I can understand the conclusions made in relation to rats and mice in a laboratory where food is supplied to the animals but translating this to human behaviour doesn’t necessarily apply, possibly. Fat mothers are fat because of their lifestyle. They don’t value a healthy diet nor exercise – if they did they wouldn’t be obese. They will, obviously pass this onto their offspring and naturally, unless the offspring are unusual they will tend to get fat and lazy as well.

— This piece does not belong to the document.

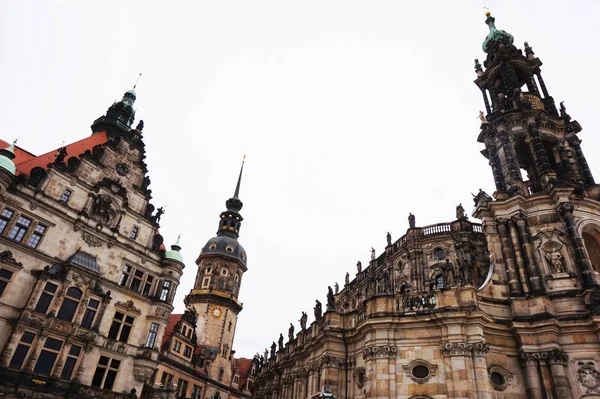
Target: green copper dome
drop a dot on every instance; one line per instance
(174, 253)
(6, 157)
(496, 36)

The key to reducing the nations’ fat is surely not genetic but learned behaviour. Perhaps even the fat baby mice were following the behaviour of the mothers and spending more time eating. Was it leptin that was driving them to eat? Well the scientists arguments haven’t convinced me yet.
It is said that if someone is starving her levels of leptin reduce (in the frontal lobes of the brain which determine the person’s morals as well as attitude towards food).
An example given by one scientist was of an air crash where survivors were driven to cannibalism – starving so having reduced leptin in the brain and therefore their moral standards had been swept away in the overwhelming interests of the body’s metabolic needs. This allowed survivors to be able to eat their fellow passengers – because of reduced leptin.
You can call me stupid again but if you are starving to death on a mountain and the only food is a stone or a fleshy body then leptin or no leptin, or a bucketful of leptin, but isn’t the drive for survival going to suggest you eat a leg or two? And I speak as a vegetarian who might be picky about which passengers I selected to partake of. Okay you can call this leptin but, you know it just doesn’t wash. I prefer human nature and basically, cannibalism is just another convention, isn’t it? We agree not to eat each other. Life’s less complicated and dangerous that way.
Now that scientists are getting into this leptin stuff they’re suggesting that leptin determines all sorts of aspects of our beings: weight, depression, anxiety, fertility – the lower the leptin levels the more anxiety and depression. Remember the people who fell onto the mountain, low leptin, anxious because they might die on the mountain so reduced to eating their fellow passengers. It’s all beginning to tie together.
Leptin, says the scientists, helps us survive famine. Next example – the Black Death caused catastrophic drop in the population of Europe in the middle ages because of the disease but why did it have such an impact? Famine had swept the country and so peoples’ resistance to the disease was low – low leptin, say the scientists, so people died.
Lost me now.
Famine meant less to eat. Body weight down and, according to scientists, levels of leptin so they – what? Couldn’t resist the disease. No, just don’t get it. I thought communities died because of living cheek by jowl with infection spread through vomiting and diarrhoea. Communities away from those most affected by the disease survived. People isolated from the disease were less likely to die – irrespective of leptin?
Oh, say scientists, the West is awash with leptin; meaning well-fed Westerners, so we eat too much. The West is awash with leptin? So we are different from other people around the world because our wealth has provided us with so much food, we eat and – wait is this a chicken and egg situation because…?
Scientists are still convinced about this thing called leptin which they hope to harness to make vast profits for biotech companies, or as they explain, to help improve the health of over-indulgent Westerners.
Conclusion:
Leptin reduces the appetite but introducing leptin to fat people did not reduce their appetites. This is said to be because fat people have too much leptin. And while leptin suppresses appetite, too much does not, apparently. This is what I describe as faulty logic but science claims it is because fat people are resistant to leptin.
Want to get thin? Don’t wait for the mad scientists. You know what to do, you probably just can’t be bothered and that’s alright. Just don’t look to science for the answer when it’s in your own hands.